South Portland resident files 'whistleblower' lawsuit against county, sheriff
SOUTH PORTLAND — A lawyer representing Cumberland County Sheriff Kevin Joyce and Chief Deputy Naldo Gagnon said he expects to file a response soon to a lawsuit filed against them April 16.
Gerard Brady, a former Cumberland County Sheriff's Office detective, has accused Joyce and Gagnon of violating the Maine Whistleblower Act.
Brady, a South Portland resident, claims Joyce and Gagnon engaged in retaliatory acts against him, including a criminal investigation and his demotion. In his complaint, Brady said he was a detective for most of his 33 years in the department, and became certified to give polygraph examinations in 2001.
According to the lawsuit, the violations came after Brady said an alleged assault at the Cumberland County Jail in Portland had been covered up, and he actively opposed Joyce's campaign for sheriff in 2010.
Brady seeks unspecified compensatory and punitive damages, including court fees and legal costs. On March 19, the Maine Human Rights Commission issued him a "Right to Sue" letter, which ended an investigation into his MHRC complaint filed Sept. 13, 2012.
Peter Marchesi, a Waterville lawyer representing the defendants, said he is reviewing the suit before filing responses.
Brady filed suit against Cumberland County last month in Androscoggin County Superior Court in Auburn, and an identical suit against Joyce and Gagnon in Cumberland County Superior Court in Portland.

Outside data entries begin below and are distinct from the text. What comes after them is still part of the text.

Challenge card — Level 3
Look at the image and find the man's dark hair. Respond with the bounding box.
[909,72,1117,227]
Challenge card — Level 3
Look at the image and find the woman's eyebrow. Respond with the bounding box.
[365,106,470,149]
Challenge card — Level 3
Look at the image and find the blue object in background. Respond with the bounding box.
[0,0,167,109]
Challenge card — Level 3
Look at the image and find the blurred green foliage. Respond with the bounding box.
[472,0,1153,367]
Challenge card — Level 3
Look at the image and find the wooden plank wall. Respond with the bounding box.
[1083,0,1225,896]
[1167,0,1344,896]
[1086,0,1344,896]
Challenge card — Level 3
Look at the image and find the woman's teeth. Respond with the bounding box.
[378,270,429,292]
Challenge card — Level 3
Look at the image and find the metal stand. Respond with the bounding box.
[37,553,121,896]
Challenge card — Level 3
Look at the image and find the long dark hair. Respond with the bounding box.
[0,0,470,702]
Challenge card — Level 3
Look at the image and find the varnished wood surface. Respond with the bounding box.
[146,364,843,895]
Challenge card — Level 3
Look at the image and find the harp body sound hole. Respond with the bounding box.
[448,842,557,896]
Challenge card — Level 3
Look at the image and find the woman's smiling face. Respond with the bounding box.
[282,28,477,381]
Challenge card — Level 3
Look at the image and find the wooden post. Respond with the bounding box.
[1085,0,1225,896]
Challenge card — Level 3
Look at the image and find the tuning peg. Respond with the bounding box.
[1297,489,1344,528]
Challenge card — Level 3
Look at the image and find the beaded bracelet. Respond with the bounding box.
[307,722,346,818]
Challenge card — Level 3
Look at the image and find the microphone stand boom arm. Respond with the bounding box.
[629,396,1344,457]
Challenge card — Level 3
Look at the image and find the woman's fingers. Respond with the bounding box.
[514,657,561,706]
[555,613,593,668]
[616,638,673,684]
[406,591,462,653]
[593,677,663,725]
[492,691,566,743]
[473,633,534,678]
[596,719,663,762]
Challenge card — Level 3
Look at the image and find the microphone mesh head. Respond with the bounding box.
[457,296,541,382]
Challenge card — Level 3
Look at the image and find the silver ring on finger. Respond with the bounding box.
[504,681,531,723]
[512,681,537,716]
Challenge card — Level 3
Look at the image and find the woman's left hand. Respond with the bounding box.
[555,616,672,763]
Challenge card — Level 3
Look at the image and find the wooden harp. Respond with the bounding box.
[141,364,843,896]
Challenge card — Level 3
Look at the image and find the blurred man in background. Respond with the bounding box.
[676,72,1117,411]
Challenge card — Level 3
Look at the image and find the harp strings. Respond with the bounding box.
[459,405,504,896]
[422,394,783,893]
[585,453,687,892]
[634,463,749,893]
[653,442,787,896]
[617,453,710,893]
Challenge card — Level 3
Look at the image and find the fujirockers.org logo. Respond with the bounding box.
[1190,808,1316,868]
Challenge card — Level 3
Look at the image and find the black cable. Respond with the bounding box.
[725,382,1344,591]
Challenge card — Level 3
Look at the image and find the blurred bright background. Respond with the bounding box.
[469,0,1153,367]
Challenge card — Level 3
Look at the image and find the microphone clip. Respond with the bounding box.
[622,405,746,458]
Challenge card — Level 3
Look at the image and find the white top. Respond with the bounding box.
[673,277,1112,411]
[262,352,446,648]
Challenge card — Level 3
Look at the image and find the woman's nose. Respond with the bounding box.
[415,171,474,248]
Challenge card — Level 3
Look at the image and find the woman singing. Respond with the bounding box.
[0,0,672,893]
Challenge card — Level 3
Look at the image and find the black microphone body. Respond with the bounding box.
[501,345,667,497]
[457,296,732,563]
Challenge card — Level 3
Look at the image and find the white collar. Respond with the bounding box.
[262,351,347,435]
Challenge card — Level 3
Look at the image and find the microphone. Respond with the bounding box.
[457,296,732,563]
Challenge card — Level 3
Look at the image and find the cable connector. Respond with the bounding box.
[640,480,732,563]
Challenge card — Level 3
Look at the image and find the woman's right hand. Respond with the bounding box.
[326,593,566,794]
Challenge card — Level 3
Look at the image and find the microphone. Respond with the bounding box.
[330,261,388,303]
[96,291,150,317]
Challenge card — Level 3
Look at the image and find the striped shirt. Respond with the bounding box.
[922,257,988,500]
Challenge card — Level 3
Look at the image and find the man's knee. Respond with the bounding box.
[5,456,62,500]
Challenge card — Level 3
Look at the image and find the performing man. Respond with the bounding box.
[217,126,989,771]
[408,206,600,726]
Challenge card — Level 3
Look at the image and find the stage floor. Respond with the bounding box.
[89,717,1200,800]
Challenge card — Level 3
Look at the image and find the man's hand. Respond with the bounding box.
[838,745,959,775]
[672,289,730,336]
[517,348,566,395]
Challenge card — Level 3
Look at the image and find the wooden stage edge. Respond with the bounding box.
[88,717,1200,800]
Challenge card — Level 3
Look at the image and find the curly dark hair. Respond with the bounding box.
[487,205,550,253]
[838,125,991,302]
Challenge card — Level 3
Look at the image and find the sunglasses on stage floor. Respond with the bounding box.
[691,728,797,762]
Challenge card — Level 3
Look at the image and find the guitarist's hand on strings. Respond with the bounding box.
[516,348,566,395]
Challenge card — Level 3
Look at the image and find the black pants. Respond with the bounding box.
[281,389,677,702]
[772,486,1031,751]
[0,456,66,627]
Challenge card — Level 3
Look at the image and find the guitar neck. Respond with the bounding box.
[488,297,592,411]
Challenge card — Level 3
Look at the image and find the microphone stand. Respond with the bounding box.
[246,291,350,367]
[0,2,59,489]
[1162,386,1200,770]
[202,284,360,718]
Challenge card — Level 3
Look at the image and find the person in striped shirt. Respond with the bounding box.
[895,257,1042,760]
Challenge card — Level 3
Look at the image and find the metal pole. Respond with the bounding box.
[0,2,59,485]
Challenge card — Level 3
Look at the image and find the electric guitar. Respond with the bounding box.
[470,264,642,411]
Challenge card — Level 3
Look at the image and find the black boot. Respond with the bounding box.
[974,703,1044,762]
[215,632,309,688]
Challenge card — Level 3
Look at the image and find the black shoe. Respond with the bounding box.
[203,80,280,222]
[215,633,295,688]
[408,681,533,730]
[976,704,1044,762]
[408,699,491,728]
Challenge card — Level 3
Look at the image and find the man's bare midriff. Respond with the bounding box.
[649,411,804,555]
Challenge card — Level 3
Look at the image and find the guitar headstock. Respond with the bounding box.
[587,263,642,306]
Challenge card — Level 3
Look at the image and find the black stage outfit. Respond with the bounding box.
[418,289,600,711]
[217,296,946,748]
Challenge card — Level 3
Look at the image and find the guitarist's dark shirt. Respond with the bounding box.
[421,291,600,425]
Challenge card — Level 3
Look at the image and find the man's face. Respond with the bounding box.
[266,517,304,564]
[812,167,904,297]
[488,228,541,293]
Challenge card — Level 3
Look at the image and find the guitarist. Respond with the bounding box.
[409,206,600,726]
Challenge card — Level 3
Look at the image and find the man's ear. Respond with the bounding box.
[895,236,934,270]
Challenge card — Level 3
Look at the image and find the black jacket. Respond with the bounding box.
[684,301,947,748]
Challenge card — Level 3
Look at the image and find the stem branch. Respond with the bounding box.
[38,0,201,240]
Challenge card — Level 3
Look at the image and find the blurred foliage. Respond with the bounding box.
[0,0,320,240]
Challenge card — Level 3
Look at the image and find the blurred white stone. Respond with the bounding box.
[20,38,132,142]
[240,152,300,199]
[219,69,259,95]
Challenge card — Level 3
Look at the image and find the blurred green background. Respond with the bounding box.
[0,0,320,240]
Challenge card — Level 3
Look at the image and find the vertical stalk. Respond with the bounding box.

Brady, who is represented by Portland attorney Jonathan Goodman, seeks to combine the suits in Androscoggin County. Marchesi said he will file a motion to have both suits heard as one in Cumberland County.
According to his complaint, Brady said he openly supported a potential run for Cumberland County sheriff by Maine State Police Sgt. Michael Edes after Joyce announced in May 2010 he would be running to replace former sheriff and current state Rep. Mark Dion, D-Portland.
Edes decided not to run, and Joyce was unopposed in the November 2010 election.
In the months before the election, Brady said he viewed a video of a possible assault by a corrections officer on an inmate at the Cumberland County Jail in Portland.
In his complaint, Brady said he repeatedly expressed his opinion to coworkers and superior officers about the incident and possible liability faced by Cumberland County. He said he believed there was a cover-up to protect Joyce.
Brady said he continued to express his views after the election, and was warned by a coworker in "mid to late 2011" he "was only going to make trouble for himself."
While administering polygraph tests for the sheriff's office, Brady also had his own polygraph business, Forensic Polygraph Services. He said he would occasionally leave work early to administer private tests, using a leave program called "unmanaged comp," and had "never been accused of wrongdoing."
On Feb. 8, 2012, Brady said he was placed on administrative leave by Joyce while a criminal investigation was conducted about possible theft of services and overcharging customers for his work at FPS.
The investigative file was eventually forwarded to the Cumberland County district attorney's office and Maine attorney general's office. Both offices declined to press charges for theft of services relating to Brady's work, and members of the Maine Criminal Justice Academy Complaint Committee recommended no action be taken against Brady on the same allegations.
Brady said the Sheriff's Office investigation and "false and defamatory statements" made by Joyce and Gagnon ruined his business.
He said he was demoted to a patrol position and removed as a polygraph administrator, allegedly for violating policies not specified in his complaint. He filed a union grievance, and began his new duties, but "began suffering from anxiety and depression ... to the point where it became quickly debilitating."
Brady said he suffered "a mental breakdown" while trying to apprehend a domestic violence suspect about two weeks after his demotion, and has been unable to return to work.